We analyzed 123 articles in this experimental trial, 101 of which were summaries by one of the authors. The eight students read the other 22 articles.

The technique of using information criteria is a general method for selecting a suitable number of topics. In this research, however, instructors can limit the number of topics to allow seminar teachers to reflect their intention. We therefore selected a number of topics that give results that make sense according to the authors’ interpretation, namely 6. Topic analysis resulted in estimated topics being “Comparison/Discussion,” “Purpose/Design,” “Community Information,” “Data Structuring,” “Findings,” and “Learner Needs.” as a result of the topic analysis. “Comparison/Discussion,” “Purpose/Design,” “Findings,” and “Learner Needs” are topics related to article composition, and “Community Information” and “Data Structuring” seem related to article content.

Figures 7 and 8 show the results of article arrangement using these topics. Several clusters can be seen in Fig. 8. Clusters A and B were articles registered by students, and C and D were registered by an author. Both A and B are about communication, but their detailed contents are different. Cluster A includes articles focusing on improving presentation skills, while those in B focus on more practical needs such as career education and work after graduation. The C group is near A and B, but the article contents regard interaction supports between learners and teachers, such as discussion or mentoring. Interaction support can be considered a communication support, but with a different support target than in A or B. The D group consists of only one article, and it is located far from A, B, and C. The article content describes the relation between understanding and lecture evaluations of students in a lecture course, so it differs from A, B, and C. These results show that the article arrangement function grouped articles with similar content. It is useful for students to identify articles in similar categories but with somewhat different targets. This function can thus support creation of literature reviews.

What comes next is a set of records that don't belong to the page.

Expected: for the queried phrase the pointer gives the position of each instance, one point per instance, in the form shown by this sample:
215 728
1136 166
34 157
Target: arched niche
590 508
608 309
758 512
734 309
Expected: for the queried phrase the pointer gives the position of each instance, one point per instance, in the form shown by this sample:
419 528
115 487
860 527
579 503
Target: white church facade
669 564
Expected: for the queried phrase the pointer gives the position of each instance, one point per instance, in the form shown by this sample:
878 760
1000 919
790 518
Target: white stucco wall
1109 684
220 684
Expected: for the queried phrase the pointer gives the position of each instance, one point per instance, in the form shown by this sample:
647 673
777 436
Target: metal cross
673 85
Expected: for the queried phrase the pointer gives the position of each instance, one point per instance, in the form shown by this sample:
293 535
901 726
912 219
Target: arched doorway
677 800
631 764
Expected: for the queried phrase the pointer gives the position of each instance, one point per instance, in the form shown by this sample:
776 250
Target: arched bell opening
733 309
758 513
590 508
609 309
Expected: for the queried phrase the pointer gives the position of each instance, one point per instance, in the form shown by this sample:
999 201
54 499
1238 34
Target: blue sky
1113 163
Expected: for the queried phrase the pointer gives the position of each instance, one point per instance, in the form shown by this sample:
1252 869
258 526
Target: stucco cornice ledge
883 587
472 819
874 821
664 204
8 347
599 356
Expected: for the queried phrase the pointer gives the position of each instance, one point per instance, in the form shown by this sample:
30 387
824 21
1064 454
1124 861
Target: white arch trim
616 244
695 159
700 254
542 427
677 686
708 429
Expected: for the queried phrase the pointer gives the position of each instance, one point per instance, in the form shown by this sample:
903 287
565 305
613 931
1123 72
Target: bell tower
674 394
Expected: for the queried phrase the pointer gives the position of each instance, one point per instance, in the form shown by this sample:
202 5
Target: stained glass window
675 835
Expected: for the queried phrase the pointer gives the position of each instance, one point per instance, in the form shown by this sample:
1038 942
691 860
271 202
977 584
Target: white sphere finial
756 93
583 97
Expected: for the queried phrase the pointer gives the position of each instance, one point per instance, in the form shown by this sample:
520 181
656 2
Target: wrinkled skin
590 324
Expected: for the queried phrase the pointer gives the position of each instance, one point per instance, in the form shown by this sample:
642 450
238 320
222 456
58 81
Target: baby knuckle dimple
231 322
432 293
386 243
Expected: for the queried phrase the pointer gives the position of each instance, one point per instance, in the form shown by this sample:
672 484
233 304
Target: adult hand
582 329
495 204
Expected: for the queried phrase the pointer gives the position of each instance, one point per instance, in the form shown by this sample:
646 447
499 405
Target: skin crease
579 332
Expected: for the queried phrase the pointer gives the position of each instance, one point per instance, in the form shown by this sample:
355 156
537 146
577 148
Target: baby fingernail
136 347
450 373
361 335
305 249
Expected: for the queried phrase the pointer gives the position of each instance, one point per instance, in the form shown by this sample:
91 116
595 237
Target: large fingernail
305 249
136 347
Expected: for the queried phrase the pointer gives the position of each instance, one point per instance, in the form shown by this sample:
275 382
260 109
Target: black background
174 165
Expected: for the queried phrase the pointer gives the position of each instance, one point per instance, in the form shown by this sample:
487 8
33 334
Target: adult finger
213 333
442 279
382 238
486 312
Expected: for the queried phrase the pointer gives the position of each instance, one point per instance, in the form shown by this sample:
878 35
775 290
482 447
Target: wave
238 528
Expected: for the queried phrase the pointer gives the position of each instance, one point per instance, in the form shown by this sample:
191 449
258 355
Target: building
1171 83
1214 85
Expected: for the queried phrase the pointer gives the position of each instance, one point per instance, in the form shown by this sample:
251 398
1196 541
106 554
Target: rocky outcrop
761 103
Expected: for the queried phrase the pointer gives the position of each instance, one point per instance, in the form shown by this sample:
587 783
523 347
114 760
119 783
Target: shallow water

Figure 9 shows the results of the topic graph function. One of the authors collected articles related to seminar activity and wrote reviews for them. We used these reviews for analysis. The first part of each review summarizes knowledge obtained from reading the article, the middle part describes social needs, and the last part describes purposes appropriate for enhancing seminar activity research. In the chart, “Findings” appears first, then “Learner Needs” and “Purpose/Design.” While we have presented only one case, we can see that the topic occurrence pattern reflects the actual contents. When learners see this pattern, it will trigger reflection on the structure of the literature review. Furthermore, there is a possibility that learning from others can be induced, such as learning how to structure the literature review by seeing topic graphs of master learners such as graduate students and instructors.

5 Conclusion

Following the SMS concept proposed by Nagaoka, here we proposed a literature review support system as one aspect of a support function. Features include (1) topic models from LDA, (2) displaying article similarity using topic distributions of learner summaries and MDS, and (3) visualization of the literature review structure as an occurrence pattern of topics in the literature review. Trial use of the system shows that these functions can be useful supports for creating a literature review.

In future work we will continue using this system to accumulate learner summaries, evaluate the support and learning effects, and enhance the model. We presume that methods for choosing stop words and topic estimation parameters will influence the analysis results, so we will investigate what support can be realized using this system.